W trakcie czwartkowych konferencji w Meksyku Lewis Hamilton i Max Verstappen wypowiedzieli się na temat kilku aspektów związanych z ich tegoroczną rywalizacją.

Sezon 2021 wchodzi właśnie w decydującą fazę, a jego dwie najbliższe rundy wydają się być niezwykle istotne przede wszystkim dla Red Bulla, który przynajmniej w teorii powinien być w ich trakcie mocniejszy, dzięki czemu może zbudować sobie pewną przewagę.

Chociaż w tym roku faworyt nie zawsze okazywał się szybszy, tak w tym przypadku spore znaczenie może mieć wysokość nad poziomem morza, która nigdy nie była wielkim sprzymierzeńcem Mercedesa. W związku z tym panuje powszechne przekonanie, że mistrzów może czekać nieco trudniejsze zadanie.

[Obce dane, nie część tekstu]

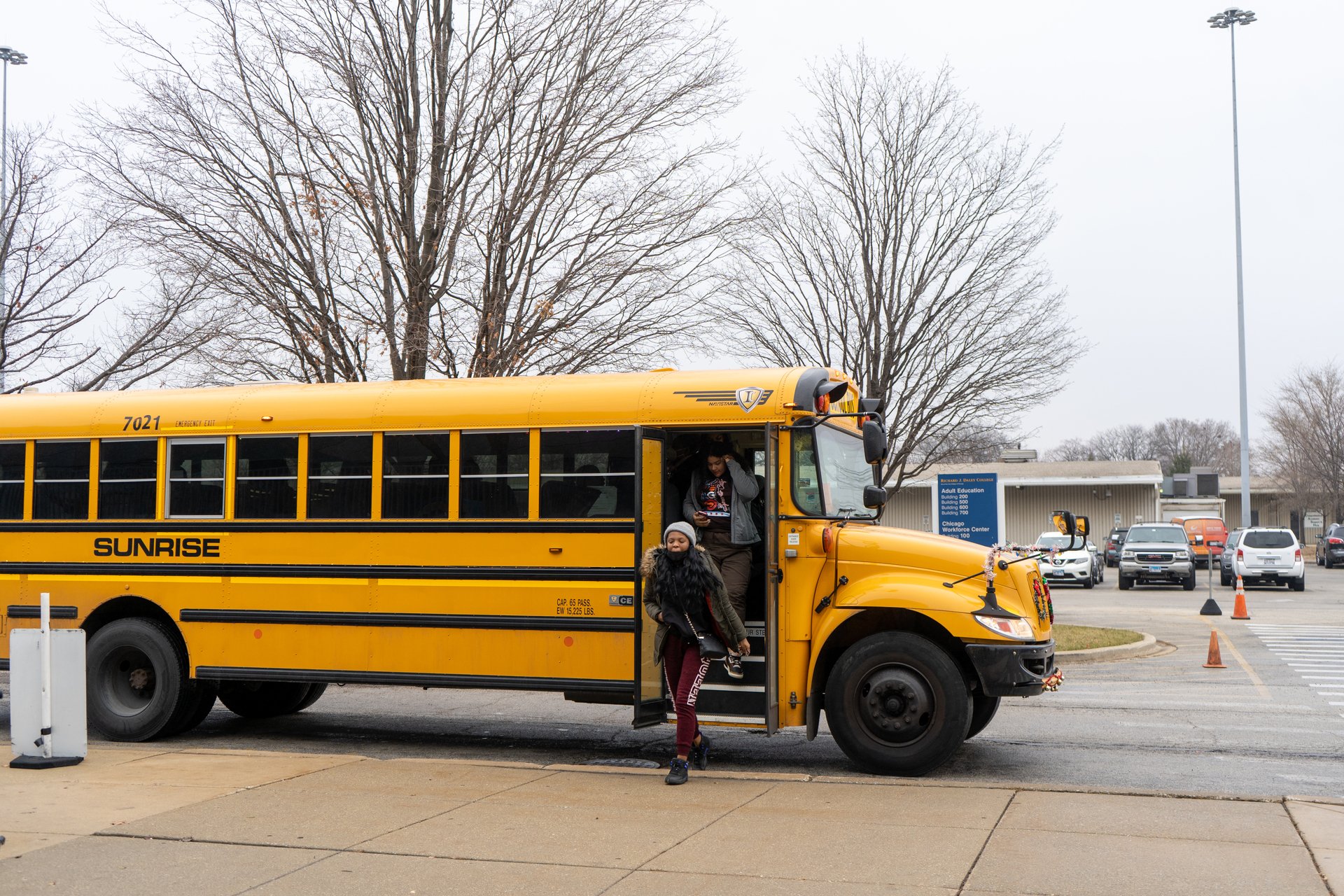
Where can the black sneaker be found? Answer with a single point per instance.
(701, 754)
(678, 771)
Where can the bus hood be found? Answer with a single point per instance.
(929, 561)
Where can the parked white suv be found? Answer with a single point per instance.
(1269, 556)
(1077, 566)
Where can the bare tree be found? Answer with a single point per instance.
(400, 187)
(1130, 442)
(1073, 450)
(55, 272)
(1307, 419)
(1176, 444)
(1179, 442)
(64, 318)
(905, 250)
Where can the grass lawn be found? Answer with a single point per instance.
(1088, 637)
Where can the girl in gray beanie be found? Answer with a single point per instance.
(682, 584)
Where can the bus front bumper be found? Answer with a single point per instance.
(1012, 669)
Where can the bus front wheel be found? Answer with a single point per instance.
(981, 713)
(264, 699)
(137, 680)
(897, 704)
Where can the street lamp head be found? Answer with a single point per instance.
(1233, 16)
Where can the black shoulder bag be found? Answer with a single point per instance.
(710, 645)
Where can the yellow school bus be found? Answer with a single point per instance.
(255, 543)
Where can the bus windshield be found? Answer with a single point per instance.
(830, 472)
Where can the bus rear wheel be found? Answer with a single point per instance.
(137, 680)
(314, 694)
(897, 704)
(264, 699)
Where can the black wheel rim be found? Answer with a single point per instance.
(127, 681)
(895, 704)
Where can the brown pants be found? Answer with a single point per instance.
(734, 564)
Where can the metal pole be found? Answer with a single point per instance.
(1241, 300)
(4, 209)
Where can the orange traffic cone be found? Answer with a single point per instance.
(1215, 657)
(1240, 610)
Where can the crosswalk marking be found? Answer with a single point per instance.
(1316, 653)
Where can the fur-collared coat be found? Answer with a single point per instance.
(730, 628)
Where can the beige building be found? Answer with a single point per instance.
(1109, 493)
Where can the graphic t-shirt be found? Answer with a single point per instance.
(717, 500)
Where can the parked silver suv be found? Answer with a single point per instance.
(1156, 552)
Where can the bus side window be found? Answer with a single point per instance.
(267, 477)
(61, 481)
(416, 470)
(11, 480)
(588, 473)
(340, 477)
(493, 476)
(197, 477)
(128, 476)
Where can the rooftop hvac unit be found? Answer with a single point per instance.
(1206, 481)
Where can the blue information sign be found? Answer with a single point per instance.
(968, 507)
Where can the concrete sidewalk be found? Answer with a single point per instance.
(202, 821)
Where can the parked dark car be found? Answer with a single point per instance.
(1329, 546)
(1227, 556)
(1113, 542)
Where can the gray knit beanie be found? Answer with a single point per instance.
(685, 528)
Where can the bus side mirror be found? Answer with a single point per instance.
(874, 442)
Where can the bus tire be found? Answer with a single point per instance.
(136, 680)
(314, 694)
(262, 699)
(197, 708)
(897, 704)
(981, 713)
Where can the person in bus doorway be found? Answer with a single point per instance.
(720, 504)
(685, 594)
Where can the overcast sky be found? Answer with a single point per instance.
(1142, 182)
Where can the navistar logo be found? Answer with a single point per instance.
(131, 547)
(748, 398)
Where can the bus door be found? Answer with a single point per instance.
(650, 706)
(773, 574)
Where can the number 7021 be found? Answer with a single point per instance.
(147, 422)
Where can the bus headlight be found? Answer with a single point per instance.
(1014, 628)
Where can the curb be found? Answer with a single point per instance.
(1145, 647)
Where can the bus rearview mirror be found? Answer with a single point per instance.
(874, 442)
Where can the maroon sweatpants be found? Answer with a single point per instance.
(683, 669)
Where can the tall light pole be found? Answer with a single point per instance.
(8, 57)
(1230, 19)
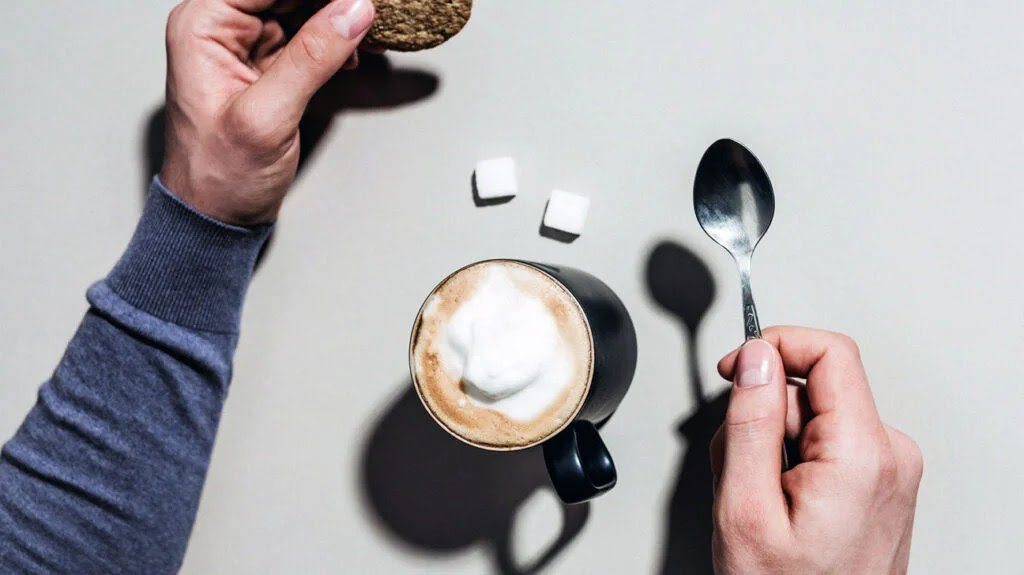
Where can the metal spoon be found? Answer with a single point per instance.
(734, 203)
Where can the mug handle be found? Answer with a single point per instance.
(579, 463)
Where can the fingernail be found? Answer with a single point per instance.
(754, 366)
(352, 17)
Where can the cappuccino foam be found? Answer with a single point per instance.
(502, 355)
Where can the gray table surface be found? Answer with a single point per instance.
(892, 133)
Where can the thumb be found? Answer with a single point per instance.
(310, 58)
(755, 426)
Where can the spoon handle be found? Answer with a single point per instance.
(752, 326)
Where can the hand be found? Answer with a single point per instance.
(236, 91)
(848, 506)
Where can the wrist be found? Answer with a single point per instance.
(185, 267)
(232, 200)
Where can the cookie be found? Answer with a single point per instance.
(407, 26)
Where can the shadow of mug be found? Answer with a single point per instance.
(440, 495)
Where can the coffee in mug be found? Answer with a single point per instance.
(506, 355)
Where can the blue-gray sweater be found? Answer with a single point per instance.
(105, 473)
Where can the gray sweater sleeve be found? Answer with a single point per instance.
(105, 473)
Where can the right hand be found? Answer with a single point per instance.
(848, 505)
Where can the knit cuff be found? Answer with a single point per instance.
(185, 267)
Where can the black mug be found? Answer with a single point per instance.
(579, 463)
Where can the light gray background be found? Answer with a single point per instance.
(892, 132)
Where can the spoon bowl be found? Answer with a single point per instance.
(734, 204)
(733, 197)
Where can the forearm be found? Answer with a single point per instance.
(105, 473)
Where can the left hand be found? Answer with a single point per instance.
(237, 89)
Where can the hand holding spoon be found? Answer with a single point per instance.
(734, 203)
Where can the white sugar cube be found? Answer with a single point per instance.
(566, 212)
(496, 178)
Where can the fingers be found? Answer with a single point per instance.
(908, 457)
(752, 435)
(830, 363)
(798, 412)
(320, 49)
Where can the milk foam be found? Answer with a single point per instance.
(506, 347)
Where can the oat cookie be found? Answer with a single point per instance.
(407, 26)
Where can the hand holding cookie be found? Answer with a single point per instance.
(237, 87)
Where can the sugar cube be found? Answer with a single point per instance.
(496, 178)
(566, 212)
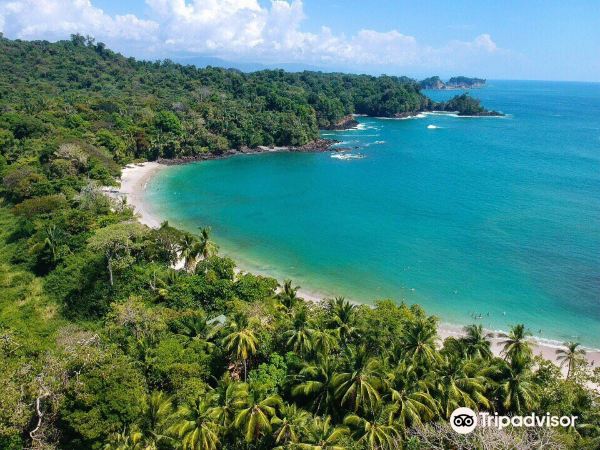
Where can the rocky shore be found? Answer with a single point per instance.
(317, 146)
(344, 123)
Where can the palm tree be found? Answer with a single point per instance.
(190, 250)
(289, 424)
(375, 432)
(229, 397)
(357, 386)
(288, 296)
(459, 383)
(324, 341)
(321, 435)
(132, 440)
(476, 342)
(196, 426)
(515, 342)
(342, 313)
(571, 355)
(418, 342)
(317, 385)
(207, 247)
(413, 404)
(299, 338)
(157, 415)
(241, 342)
(516, 390)
(254, 420)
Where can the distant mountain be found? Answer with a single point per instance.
(213, 61)
(459, 82)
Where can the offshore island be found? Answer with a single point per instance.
(119, 335)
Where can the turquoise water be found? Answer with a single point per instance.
(498, 217)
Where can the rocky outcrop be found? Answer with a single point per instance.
(344, 123)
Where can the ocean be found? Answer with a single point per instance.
(480, 220)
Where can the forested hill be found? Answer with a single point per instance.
(116, 336)
(79, 89)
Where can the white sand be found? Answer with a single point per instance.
(546, 350)
(134, 180)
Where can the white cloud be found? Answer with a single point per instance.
(240, 29)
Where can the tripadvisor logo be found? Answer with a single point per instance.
(465, 420)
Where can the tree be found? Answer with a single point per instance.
(322, 435)
(458, 383)
(316, 384)
(229, 397)
(157, 416)
(342, 318)
(288, 296)
(300, 336)
(572, 355)
(255, 419)
(241, 341)
(417, 343)
(411, 397)
(117, 243)
(289, 424)
(196, 427)
(376, 432)
(516, 389)
(357, 385)
(190, 250)
(207, 247)
(515, 342)
(476, 342)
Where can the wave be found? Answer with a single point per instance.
(347, 156)
(455, 114)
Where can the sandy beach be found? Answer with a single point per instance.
(134, 180)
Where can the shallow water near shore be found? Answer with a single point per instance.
(487, 220)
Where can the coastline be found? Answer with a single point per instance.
(135, 178)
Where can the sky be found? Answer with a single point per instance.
(536, 40)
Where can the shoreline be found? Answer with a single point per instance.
(133, 183)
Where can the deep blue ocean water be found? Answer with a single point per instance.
(487, 220)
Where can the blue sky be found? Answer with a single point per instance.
(555, 40)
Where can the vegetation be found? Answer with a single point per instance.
(105, 344)
(453, 83)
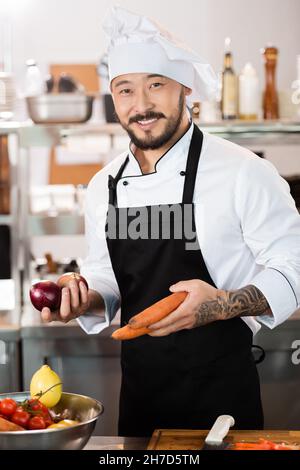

- W zeszłym roku [2 lata temu] byli sporo szybsi od nas, więc trzeba nazwać ten tor torem Red Bulla. Mieliśmy tu sukcesy w poprzednich latach, ale ostatnim razem wygraliśmy tylko dlatego, że Max popełnił błąd i dostał karę. Gdyby nie to, byliby szybsi, więc oczekujemy czegoś podobnego w ten weekend - stwierdził Hamilton, który zapomniał o problemach Ferrari z 2019 roku, ale nie podarował sobie podkreślenia wpadki rywala.

- Nie mieliśmy poprawek od dawna, od Silverstone. Wiemy, że oni przywozili je także później, a do tego ogólnie mają trochę lepszy tył samochodu. Wygląda na to, że w cieplejszych miejscach idzie im nieco lepiej od nas. Na tym torze zawsze byli bardzo mocni, podobnie jak np. w Budapeszcie. To jednak nie oznacza, że my nie możemy być szybcy, ale będziemy musieli wycisnąć wszystko - dodał Lewis.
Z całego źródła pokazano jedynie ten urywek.